* DAX passes 2007 high, first euro zone index to do so
* Non-euro-zone FTSE next in line to follow suit
* Peripheral indexes way behind, Greece the laggard
By Simon Jessop
LONDON, May 7 Germany's top stock index hit a
record high on Tuesday, the first major European market to top
peaks hit before the financial crisis hammered share values.
The blue-chip DAX, packed with in-demand
international exporters, hit an intraday high of 8,160.14
points, passing its previous best of 8,151.57 points for the
first time since mid-2007.
While its 29 percent gain in 2012 has given way to a more
moderate 7 percent so far in 2013, the DAX is the only leading
euro zone bourse to make it back above its 2007 high.
"We have seen ... outperformance of the DAX on the back of
the good developments in the German manufacturing base, which
has outstripped other countries quite substantially because of
its high competitiveness," said Gerhard Schwarz, head of equity
strategy at Baader Bank.
The low number of banks, which suffered during the debt
crisis, and the inclusion of dividend returns in calculating the
index, had also helped, he added.
German stocks enjoyed safe-haven status at times of
political stress during the euro zone's three-year-old debt
crisis. Lately, like other stock markets around the world, it
has been pushed higher by a wave of central bank liquidity.
The UK's FTSE 100 is around 3 percent off matching
the DAX's move but Germany's euro zone peers are some way off.
Even stock markets in other highly-rated countries, such as
the Netherlands and France - described as the euro zone's
"semi-core" - are lagging. Both are just under 60
percent away from their pre-crisis peaks.
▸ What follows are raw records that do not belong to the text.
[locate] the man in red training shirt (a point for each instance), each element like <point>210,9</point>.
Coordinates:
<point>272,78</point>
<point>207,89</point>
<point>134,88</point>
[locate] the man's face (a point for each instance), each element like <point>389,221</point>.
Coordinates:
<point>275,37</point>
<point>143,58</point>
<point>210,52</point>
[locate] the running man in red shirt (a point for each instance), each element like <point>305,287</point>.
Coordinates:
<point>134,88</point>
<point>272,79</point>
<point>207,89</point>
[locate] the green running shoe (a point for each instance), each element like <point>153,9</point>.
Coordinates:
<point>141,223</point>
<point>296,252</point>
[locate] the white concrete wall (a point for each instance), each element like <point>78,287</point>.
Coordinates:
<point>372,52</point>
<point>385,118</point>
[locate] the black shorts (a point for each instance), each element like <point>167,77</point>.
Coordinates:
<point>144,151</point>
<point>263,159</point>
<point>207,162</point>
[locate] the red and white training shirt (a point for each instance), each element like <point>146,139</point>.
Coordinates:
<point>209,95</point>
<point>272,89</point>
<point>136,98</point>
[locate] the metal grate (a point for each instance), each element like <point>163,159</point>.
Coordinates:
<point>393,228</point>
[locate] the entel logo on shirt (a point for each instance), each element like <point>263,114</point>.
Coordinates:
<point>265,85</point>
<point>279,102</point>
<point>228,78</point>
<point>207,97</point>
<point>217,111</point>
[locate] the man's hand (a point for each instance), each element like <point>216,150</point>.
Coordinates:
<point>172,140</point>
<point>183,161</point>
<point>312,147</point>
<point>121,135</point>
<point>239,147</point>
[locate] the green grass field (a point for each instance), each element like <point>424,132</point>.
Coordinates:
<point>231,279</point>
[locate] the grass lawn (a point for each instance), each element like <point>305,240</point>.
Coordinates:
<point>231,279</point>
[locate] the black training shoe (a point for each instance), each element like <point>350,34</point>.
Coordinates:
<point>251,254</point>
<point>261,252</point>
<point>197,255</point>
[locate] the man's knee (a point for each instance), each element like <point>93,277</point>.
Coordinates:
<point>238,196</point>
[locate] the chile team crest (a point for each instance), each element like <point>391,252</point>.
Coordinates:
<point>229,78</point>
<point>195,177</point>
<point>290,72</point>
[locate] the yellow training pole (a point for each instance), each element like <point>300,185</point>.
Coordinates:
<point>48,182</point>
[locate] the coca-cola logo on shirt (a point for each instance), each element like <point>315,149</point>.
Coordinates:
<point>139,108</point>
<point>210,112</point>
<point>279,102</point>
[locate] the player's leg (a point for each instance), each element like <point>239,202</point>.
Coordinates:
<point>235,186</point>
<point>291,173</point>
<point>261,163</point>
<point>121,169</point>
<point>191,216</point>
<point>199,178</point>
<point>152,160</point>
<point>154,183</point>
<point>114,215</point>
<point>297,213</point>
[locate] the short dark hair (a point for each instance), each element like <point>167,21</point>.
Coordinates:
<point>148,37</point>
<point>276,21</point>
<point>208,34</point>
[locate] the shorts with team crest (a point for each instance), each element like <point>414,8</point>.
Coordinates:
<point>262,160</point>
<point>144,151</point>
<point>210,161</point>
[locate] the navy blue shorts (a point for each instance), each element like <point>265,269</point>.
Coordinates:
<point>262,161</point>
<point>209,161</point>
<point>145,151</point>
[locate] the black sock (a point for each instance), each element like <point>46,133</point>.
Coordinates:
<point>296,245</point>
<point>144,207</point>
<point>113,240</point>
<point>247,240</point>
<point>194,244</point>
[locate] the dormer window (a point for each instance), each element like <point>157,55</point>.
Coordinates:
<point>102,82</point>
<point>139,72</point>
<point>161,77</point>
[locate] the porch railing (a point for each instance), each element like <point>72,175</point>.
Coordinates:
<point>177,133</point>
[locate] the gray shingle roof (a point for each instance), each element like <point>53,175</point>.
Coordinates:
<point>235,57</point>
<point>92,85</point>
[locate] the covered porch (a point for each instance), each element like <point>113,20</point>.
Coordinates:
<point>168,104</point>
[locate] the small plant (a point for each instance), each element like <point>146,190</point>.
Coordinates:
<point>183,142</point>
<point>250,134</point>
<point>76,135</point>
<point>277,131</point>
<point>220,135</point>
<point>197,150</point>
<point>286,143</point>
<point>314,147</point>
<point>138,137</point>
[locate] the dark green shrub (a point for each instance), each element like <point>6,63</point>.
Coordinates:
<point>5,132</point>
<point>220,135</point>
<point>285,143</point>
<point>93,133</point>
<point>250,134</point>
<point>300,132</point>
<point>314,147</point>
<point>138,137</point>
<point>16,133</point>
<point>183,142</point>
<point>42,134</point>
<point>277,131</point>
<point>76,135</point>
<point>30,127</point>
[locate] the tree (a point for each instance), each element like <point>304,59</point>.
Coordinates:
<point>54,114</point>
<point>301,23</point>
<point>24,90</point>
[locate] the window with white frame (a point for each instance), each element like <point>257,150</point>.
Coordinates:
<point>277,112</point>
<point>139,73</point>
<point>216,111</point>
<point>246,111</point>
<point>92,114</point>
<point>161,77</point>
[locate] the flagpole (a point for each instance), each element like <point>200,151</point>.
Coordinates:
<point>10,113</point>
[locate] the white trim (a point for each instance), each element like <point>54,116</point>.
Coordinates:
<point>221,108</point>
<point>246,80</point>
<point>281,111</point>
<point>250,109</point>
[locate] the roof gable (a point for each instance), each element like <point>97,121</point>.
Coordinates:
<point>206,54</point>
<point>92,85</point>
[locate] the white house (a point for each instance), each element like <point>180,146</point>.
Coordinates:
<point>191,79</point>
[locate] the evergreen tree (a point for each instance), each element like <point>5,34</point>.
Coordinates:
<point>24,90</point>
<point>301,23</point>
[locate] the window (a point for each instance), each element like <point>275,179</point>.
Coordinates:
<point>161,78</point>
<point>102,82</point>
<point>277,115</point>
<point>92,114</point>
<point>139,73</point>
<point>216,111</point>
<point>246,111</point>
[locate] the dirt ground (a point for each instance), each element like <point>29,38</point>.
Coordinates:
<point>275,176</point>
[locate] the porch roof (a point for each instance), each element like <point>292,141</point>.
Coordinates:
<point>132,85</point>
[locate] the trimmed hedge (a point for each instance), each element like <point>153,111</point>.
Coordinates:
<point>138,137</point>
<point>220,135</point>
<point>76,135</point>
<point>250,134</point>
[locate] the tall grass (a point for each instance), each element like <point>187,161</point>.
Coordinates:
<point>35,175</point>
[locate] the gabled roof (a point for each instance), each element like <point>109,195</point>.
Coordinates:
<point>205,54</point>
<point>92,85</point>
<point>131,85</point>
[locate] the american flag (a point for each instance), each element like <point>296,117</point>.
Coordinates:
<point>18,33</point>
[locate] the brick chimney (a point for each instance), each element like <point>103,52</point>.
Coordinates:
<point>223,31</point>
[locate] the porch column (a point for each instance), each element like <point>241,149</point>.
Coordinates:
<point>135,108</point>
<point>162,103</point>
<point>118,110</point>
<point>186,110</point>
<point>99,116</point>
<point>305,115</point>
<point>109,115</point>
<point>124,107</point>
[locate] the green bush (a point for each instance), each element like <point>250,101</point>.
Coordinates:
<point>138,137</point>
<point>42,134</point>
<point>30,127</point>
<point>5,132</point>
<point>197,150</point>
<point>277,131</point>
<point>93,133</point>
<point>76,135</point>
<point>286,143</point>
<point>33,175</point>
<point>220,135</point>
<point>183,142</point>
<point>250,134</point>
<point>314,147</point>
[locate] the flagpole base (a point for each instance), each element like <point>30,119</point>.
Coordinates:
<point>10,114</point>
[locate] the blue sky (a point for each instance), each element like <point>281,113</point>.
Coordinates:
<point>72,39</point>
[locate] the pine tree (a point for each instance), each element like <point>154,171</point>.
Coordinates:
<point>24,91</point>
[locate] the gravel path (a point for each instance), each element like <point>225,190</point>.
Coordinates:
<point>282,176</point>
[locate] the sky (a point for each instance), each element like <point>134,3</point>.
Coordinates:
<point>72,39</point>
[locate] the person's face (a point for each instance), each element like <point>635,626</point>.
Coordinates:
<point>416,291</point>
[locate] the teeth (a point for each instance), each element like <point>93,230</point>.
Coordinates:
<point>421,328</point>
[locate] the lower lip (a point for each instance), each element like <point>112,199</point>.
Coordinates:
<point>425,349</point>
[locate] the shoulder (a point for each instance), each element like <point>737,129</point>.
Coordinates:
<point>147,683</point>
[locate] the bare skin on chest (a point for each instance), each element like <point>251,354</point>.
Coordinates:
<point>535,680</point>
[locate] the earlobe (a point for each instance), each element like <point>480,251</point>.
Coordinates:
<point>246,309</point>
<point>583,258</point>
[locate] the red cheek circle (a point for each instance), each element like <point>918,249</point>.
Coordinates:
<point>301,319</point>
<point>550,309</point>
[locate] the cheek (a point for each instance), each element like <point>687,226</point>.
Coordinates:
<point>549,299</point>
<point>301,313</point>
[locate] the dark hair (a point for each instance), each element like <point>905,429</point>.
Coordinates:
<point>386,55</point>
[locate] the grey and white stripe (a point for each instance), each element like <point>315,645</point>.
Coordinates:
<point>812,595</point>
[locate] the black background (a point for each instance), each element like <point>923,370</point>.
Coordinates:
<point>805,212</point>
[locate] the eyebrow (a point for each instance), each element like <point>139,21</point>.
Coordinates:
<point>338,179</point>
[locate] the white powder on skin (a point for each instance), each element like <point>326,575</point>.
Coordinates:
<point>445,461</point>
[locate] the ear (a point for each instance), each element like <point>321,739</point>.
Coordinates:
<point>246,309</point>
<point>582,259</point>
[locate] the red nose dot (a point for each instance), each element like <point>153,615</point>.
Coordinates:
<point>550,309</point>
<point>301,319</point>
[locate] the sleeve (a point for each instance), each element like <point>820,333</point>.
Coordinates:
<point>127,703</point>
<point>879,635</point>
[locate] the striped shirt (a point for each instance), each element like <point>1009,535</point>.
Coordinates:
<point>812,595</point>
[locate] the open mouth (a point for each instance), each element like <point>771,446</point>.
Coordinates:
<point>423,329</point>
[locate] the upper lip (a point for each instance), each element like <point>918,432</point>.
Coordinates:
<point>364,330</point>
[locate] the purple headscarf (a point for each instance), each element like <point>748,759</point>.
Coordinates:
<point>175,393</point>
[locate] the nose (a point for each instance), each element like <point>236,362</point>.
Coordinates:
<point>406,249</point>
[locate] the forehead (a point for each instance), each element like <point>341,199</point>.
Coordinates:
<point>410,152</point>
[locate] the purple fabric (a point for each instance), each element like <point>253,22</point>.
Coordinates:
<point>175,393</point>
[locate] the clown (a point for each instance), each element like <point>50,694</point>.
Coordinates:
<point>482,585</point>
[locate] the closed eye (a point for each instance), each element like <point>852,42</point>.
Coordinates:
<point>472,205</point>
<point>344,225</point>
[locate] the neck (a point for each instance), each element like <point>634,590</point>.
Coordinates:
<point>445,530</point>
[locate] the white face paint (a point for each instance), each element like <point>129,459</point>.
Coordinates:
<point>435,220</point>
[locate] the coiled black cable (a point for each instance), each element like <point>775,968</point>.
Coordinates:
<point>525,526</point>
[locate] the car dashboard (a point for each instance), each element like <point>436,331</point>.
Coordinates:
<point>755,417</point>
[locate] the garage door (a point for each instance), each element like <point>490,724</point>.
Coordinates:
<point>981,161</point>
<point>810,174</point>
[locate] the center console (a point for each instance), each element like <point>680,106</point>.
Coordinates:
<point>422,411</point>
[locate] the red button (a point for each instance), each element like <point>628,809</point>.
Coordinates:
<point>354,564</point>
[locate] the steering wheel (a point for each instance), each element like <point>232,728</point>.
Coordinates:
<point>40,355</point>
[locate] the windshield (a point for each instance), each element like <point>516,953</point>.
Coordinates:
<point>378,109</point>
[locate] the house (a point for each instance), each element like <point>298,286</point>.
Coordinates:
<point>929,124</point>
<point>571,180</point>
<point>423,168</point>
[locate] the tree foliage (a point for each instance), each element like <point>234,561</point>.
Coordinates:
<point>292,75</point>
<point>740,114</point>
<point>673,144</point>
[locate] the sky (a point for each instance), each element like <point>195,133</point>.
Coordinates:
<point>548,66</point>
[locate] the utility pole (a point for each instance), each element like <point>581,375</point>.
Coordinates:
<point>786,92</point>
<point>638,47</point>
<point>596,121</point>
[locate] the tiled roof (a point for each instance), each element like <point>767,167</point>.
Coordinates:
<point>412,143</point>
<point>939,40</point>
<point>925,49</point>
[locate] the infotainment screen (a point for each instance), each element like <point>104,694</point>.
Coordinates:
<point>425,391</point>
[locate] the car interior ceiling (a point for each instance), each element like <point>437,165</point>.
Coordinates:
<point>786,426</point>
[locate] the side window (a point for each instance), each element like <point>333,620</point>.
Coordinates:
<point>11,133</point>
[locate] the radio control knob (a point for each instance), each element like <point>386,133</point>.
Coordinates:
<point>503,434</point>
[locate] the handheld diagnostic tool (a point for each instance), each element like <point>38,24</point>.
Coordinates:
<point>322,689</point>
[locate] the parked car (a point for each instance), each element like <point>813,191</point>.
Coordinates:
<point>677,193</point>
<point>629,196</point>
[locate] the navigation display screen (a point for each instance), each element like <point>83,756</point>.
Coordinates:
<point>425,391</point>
Dan Morris, strategist at JPMorgan Asset Management, said
the disparity was justified given the superior earnings quality
of many German companies and, in the case of France
particularly, the structural challenges facing the country.
"Comparatively speaking the semi-core has not done as badly,
because they weren't in the periphery... (but) you may need a
more fundamental recovery in those markets before the indexes
recover," he added, citing specific market concerns around
taxation and labour market rigidities in France.
Indexes in countries beset by high borrowing costs and
austerity-hit economies bring up the rear, even after a European
Central Bank pledge last July to defend the single currency.
Spain's IBEX, up 5 percent this year, is 87 percent
away from its 2007 high, while Italy - up nearly 5
percent in 2013 after languishing during weeks of political
uncertainty - is 160 percent off its high.
Bringing up the rear is Greece's ATG index. The
country, whose threatened default fuelled fears the euro could
collapse, is worth just a fifth of its pre-crisis value.